Seneca Letter VII, where he discourages us from crowds, as peer pressure will get to you. Which is true back then and true today. Especially in schools.

Seneca Letter IX, the Stoic philosopher Hecato mentioned “If you wish to be loved, love” the good ol’ Rule of Reciprocity mentioned by Cialdini and probably many others. Also highly effective.

Again On Seneca Letter IX. It is a mine of gold. If you remember painting an art and just being happily self-absorbed, he noted it too. Nowadays called state of Flow by Csikszentmihalyi.

Another contemporary idea Seneca mentioned was of how what people say didn’t matter, but what they feel matters. A powerful variation of this was quoted to modern poet Maya Angelou “They won’t remember what you say, but they will remember how you make them feel”. For me with my terrible memory, this intuitively makes sense. I never forget how other people make me feel.

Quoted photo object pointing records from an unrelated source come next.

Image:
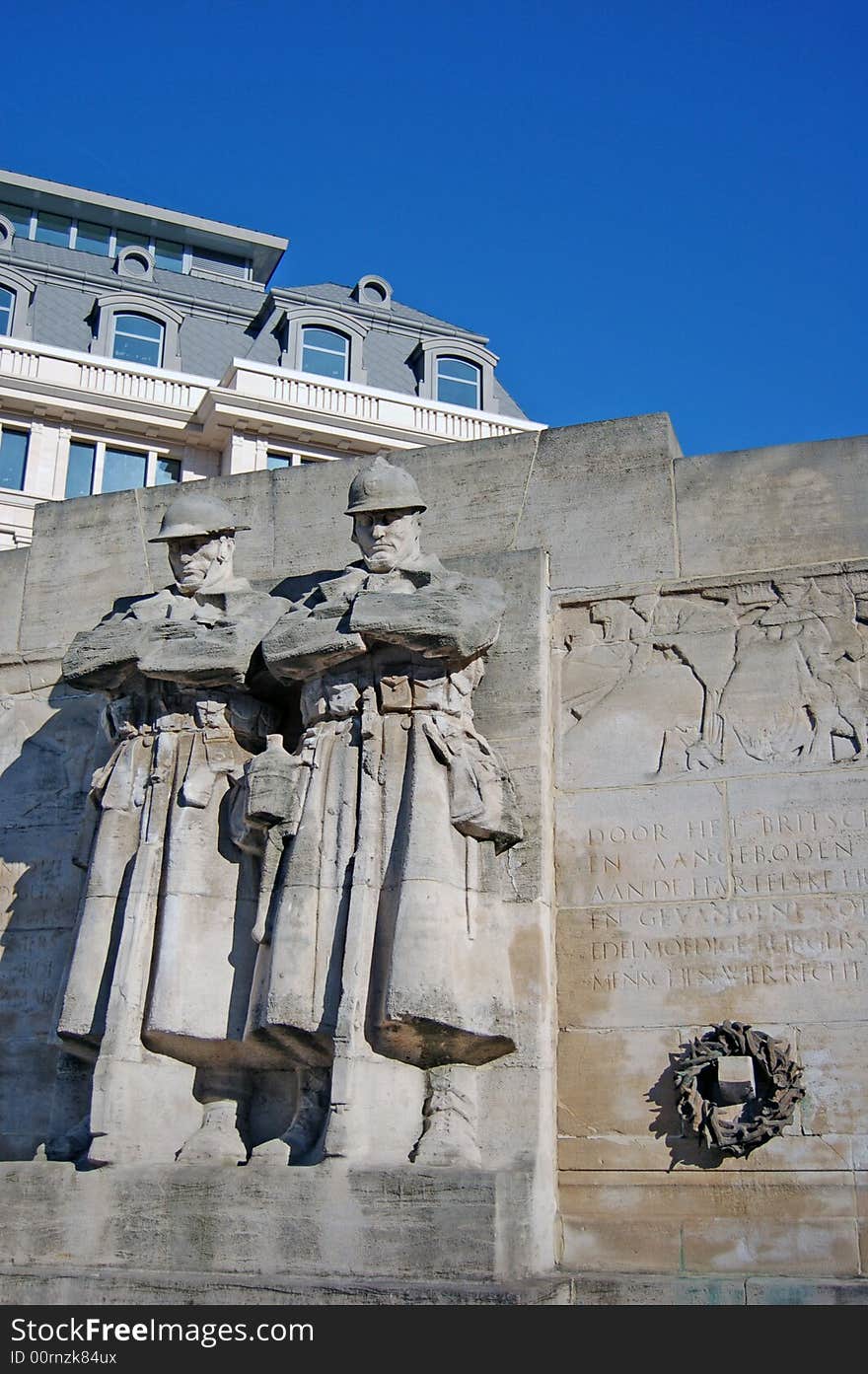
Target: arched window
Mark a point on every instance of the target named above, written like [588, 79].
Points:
[458, 382]
[325, 352]
[137, 338]
[7, 310]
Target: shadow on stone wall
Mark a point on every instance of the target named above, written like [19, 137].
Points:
[49, 745]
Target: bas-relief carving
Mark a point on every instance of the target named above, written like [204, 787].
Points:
[737, 1087]
[328, 915]
[765, 674]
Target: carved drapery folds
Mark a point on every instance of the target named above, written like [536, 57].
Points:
[739, 677]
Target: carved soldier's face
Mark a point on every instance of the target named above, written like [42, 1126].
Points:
[200, 562]
[386, 539]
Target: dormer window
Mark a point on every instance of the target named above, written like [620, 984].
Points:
[16, 296]
[325, 352]
[7, 310]
[459, 382]
[455, 371]
[137, 338]
[136, 328]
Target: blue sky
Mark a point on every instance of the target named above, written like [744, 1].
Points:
[644, 206]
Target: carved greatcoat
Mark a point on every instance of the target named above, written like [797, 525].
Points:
[164, 936]
[399, 807]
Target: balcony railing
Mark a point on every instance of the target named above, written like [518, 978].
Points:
[252, 387]
[62, 370]
[367, 404]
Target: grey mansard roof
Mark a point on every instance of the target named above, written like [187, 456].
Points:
[223, 319]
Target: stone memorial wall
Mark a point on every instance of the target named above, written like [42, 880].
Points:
[679, 698]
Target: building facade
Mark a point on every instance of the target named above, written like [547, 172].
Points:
[143, 346]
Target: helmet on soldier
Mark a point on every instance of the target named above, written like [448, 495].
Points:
[194, 513]
[384, 488]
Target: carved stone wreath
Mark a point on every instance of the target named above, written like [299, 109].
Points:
[763, 1116]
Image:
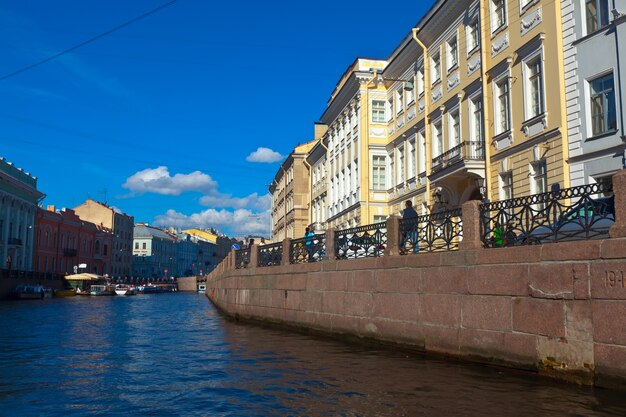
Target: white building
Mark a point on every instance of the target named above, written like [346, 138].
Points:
[594, 38]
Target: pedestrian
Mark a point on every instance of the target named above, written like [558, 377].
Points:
[409, 230]
[309, 235]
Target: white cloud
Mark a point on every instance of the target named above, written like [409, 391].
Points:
[264, 155]
[159, 181]
[252, 202]
[234, 223]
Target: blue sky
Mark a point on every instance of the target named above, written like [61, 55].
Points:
[181, 118]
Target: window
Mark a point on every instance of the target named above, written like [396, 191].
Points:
[506, 185]
[539, 183]
[437, 139]
[378, 111]
[378, 173]
[603, 114]
[534, 88]
[420, 82]
[473, 36]
[498, 14]
[502, 110]
[597, 14]
[453, 54]
[435, 65]
[454, 130]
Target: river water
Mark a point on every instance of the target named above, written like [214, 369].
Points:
[175, 355]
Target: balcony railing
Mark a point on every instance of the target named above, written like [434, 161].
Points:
[577, 213]
[367, 241]
[464, 151]
[270, 255]
[432, 232]
[307, 249]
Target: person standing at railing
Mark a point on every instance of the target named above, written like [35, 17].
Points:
[409, 232]
[309, 235]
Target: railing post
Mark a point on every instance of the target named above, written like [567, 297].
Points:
[330, 245]
[254, 256]
[393, 236]
[619, 190]
[471, 225]
[286, 255]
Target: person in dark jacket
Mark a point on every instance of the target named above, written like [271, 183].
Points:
[409, 232]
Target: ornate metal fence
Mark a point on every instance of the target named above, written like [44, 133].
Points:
[307, 249]
[361, 242]
[432, 232]
[270, 255]
[577, 213]
[242, 258]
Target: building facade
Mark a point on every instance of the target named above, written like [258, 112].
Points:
[593, 33]
[121, 225]
[290, 192]
[19, 198]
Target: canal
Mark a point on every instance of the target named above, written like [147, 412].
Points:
[175, 355]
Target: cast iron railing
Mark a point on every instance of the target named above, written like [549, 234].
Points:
[270, 255]
[367, 241]
[431, 232]
[466, 150]
[242, 258]
[577, 213]
[307, 249]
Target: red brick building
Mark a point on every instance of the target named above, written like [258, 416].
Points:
[63, 242]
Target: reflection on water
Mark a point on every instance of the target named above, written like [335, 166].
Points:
[173, 354]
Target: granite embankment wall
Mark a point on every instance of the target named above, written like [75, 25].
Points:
[556, 308]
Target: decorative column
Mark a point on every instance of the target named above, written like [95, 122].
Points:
[619, 191]
[393, 236]
[471, 225]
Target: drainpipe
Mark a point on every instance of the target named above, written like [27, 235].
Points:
[483, 14]
[427, 139]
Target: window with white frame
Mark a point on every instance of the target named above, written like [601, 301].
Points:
[539, 183]
[603, 112]
[506, 185]
[400, 165]
[534, 87]
[420, 82]
[437, 139]
[473, 35]
[502, 106]
[421, 161]
[498, 14]
[435, 68]
[454, 128]
[597, 12]
[452, 57]
[378, 111]
[399, 101]
[412, 160]
[379, 182]
[476, 118]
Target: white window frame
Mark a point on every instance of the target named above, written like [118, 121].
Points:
[496, 24]
[528, 84]
[452, 53]
[499, 126]
[472, 33]
[377, 110]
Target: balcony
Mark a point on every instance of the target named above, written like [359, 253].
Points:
[466, 155]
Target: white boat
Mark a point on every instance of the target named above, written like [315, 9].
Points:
[102, 290]
[121, 289]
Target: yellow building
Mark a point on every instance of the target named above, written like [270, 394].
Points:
[291, 196]
[354, 142]
[466, 100]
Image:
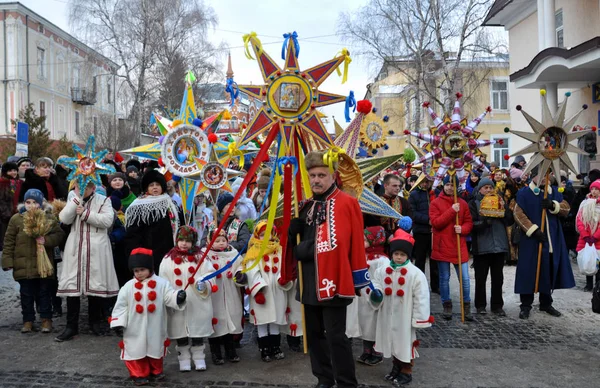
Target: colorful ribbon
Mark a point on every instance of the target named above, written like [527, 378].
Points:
[281, 162]
[233, 90]
[346, 54]
[234, 151]
[294, 36]
[332, 156]
[350, 102]
[246, 39]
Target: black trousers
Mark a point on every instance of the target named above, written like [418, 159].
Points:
[95, 310]
[35, 293]
[330, 350]
[527, 301]
[421, 252]
[491, 263]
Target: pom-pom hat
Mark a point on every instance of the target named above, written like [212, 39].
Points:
[402, 241]
[141, 258]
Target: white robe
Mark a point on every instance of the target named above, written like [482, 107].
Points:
[145, 333]
[263, 278]
[195, 321]
[361, 317]
[87, 267]
[227, 301]
[399, 316]
[293, 311]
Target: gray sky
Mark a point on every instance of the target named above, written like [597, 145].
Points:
[314, 19]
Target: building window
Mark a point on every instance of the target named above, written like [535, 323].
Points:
[77, 123]
[41, 63]
[558, 22]
[499, 91]
[499, 151]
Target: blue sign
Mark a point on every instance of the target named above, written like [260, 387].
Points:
[22, 132]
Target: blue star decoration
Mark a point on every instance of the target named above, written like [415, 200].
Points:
[86, 166]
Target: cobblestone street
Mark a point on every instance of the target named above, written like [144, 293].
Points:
[490, 352]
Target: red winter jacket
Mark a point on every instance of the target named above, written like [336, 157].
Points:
[443, 219]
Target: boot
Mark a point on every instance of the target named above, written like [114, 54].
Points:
[27, 327]
[276, 352]
[46, 325]
[185, 358]
[294, 343]
[468, 315]
[447, 314]
[198, 357]
[265, 350]
[215, 350]
[230, 349]
[394, 372]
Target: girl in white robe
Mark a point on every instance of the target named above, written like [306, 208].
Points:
[402, 297]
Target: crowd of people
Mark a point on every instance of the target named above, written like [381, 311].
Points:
[151, 278]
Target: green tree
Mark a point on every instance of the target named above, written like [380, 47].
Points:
[39, 136]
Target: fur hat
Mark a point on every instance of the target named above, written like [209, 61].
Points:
[187, 233]
[8, 166]
[402, 241]
[141, 258]
[484, 182]
[153, 176]
[263, 180]
[36, 195]
[315, 159]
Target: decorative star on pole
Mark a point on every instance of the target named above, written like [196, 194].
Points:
[86, 166]
[549, 140]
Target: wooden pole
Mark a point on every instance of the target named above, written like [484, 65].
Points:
[542, 229]
[462, 306]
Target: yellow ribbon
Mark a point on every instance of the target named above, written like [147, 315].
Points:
[234, 152]
[332, 156]
[347, 61]
[247, 38]
[272, 213]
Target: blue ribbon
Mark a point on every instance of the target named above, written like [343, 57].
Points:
[294, 36]
[232, 89]
[281, 162]
[350, 102]
[262, 209]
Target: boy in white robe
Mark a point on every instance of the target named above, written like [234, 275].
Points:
[194, 322]
[402, 297]
[141, 311]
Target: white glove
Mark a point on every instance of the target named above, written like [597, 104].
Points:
[201, 286]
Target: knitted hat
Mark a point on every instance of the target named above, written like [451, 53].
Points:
[36, 195]
[141, 258]
[402, 241]
[263, 181]
[375, 235]
[153, 176]
[187, 233]
[315, 159]
[117, 175]
[8, 166]
[484, 182]
[223, 200]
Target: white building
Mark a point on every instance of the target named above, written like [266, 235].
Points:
[554, 45]
[73, 85]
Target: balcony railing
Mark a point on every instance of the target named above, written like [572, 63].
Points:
[83, 96]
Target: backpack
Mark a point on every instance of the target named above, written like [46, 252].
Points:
[596, 298]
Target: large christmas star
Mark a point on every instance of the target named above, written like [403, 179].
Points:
[86, 166]
[290, 96]
[549, 139]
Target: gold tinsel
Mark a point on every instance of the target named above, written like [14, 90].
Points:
[36, 224]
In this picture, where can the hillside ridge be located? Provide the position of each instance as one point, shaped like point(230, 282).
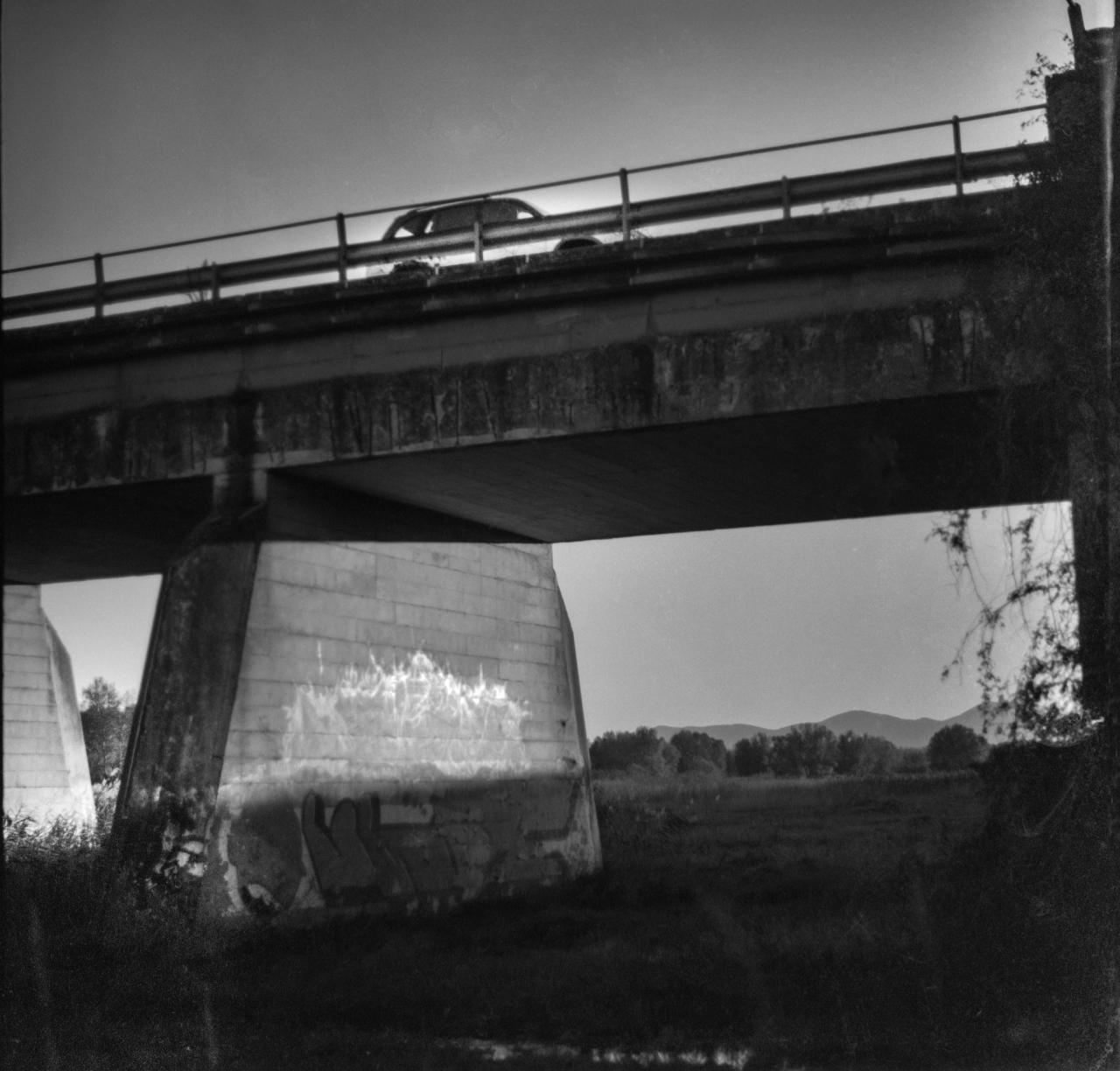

Letter XI, where he basically said to get a coach, a moral guide-person of sorts.
Which is really how world-class people get to improve. In business they keep talking about the importance of mentors, in academics, it is a given that Ph.D. candidate is mentored by the Professors. Athletes, top musician, and artists alike get coached continually. Like Itzhak Perlman coached by his wife, a quite demanding proposition she had to quit her main career path in the beginning. Even the well-known neurosurgeon Atul Gawande is trying to make this a thing, a continued coaching by requesting his retired Professor to coach him. Then proceeds to see an improvement in his surgical skills where he had stalled before.

No references for today, because this is me procrastinating from what I have to actually do.